Since our analytical approach is based on three SNP haplotypes, we would expect it to perform better in classical inbred strains as opposed to wild-derived strains since the causative SNP is more likely to be represented on the same haplotypes. To investigate if there was a loss of power associated with including wild-derived strains in the in silico analysis, we compared the group of sets that correctly mapped the QTL to the frequency of wild-derived strains in our simulated data. If the inclusion of wild-derived strains had resulted in loss of power, then we would have expected an overrepresentation of wild strains in the random subsets that failed to map the QTL. In our simulated data, we did not see any evidence for a loss of power associated with including the wild strains in the analysis. For example, the average number of wild strains in the 93 groups of 30 strains that successfully mapped the single QTL (SIM1QTL) was 3.7 compared to 3.3 in the seven groups of 30 strains that failed to map the same QTL.
The effect of statistical algorithms:
In in silico analysis, one tests for association between a trait and a genetic marker in a population of inbred strains. Cervino et al. (2005) tested for association between individual SNPs and the trait of interest. Pletcher et al. (2004) and Hillebrandt et al. (2005) used a haplotype defined by a three-SNP window. Here, we have implemented for the first time a cladistic analysis to test for association between a trait and haplotypes of sizes 3 SNPs, 10 SNPs, and of length 100 kb. Given the recent shared history of most of the laboratory mice, applying a cladistic analysis to this type of data is a natural choice. The cladistic analysis is a haplotypic analysis, where the haplotypes get merged into groups in a stepwise fashion (see Figure 4). The cladistic approach will be especially successful when the risk-carrying mutation is fully associated with a single haplotype. Such a situation is most likely to be the case in laboratory mice since they were derived from a limited number of founders. This method has been applied to human populations (Durrant et al. 2004; Durrant and Morris 2005) with increased power when compared to more standard methods, but has never been implemented to study inbred mice. Because laboratory mice are inbred, their haplotypes are known.

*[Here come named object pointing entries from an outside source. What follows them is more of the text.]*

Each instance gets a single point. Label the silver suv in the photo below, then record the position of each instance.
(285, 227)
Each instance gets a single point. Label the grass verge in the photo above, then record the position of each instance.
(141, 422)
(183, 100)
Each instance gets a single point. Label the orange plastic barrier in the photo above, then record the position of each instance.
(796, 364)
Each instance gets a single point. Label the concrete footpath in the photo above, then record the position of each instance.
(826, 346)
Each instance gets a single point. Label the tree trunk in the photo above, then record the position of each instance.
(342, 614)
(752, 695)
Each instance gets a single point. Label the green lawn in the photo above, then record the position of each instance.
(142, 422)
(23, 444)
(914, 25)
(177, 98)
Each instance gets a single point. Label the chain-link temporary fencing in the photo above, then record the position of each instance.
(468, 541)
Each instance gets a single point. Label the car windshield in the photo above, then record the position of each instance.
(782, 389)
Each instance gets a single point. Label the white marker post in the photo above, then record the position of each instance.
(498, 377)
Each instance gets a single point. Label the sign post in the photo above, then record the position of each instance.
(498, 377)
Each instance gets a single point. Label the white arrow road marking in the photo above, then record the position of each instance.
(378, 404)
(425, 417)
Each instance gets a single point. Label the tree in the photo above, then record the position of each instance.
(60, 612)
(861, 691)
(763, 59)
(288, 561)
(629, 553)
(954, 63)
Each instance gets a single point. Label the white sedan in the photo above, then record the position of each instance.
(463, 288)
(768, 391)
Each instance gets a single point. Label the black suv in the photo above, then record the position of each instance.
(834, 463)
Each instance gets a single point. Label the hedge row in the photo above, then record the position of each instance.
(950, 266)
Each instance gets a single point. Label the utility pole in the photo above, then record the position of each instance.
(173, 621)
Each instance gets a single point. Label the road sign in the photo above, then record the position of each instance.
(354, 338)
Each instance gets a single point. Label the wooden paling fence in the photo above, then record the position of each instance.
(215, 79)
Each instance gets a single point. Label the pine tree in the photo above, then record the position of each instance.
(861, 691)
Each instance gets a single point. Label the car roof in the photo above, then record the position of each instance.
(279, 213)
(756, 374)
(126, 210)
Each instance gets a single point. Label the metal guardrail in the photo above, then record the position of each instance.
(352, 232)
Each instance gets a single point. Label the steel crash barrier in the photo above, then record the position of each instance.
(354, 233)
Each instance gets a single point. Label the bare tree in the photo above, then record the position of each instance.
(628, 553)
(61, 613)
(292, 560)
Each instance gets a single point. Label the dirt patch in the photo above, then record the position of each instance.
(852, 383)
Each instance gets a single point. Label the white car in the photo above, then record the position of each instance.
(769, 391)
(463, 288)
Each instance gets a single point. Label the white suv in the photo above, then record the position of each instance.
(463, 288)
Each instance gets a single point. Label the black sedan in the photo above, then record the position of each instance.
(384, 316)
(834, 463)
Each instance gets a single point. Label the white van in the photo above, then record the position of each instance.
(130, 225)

To assess the performance of the cladistic analysis, we compared single-marker analysis to the cladistic analysis with windows of sizes 3, 10, and of length 100 kb on four traits: two Mendelian traits and two complex traits with known or strong candidates. We report the results for the 140K maps, since we would assume that most scientists would use the denser map; results for the 20K map are available from the authors upon request.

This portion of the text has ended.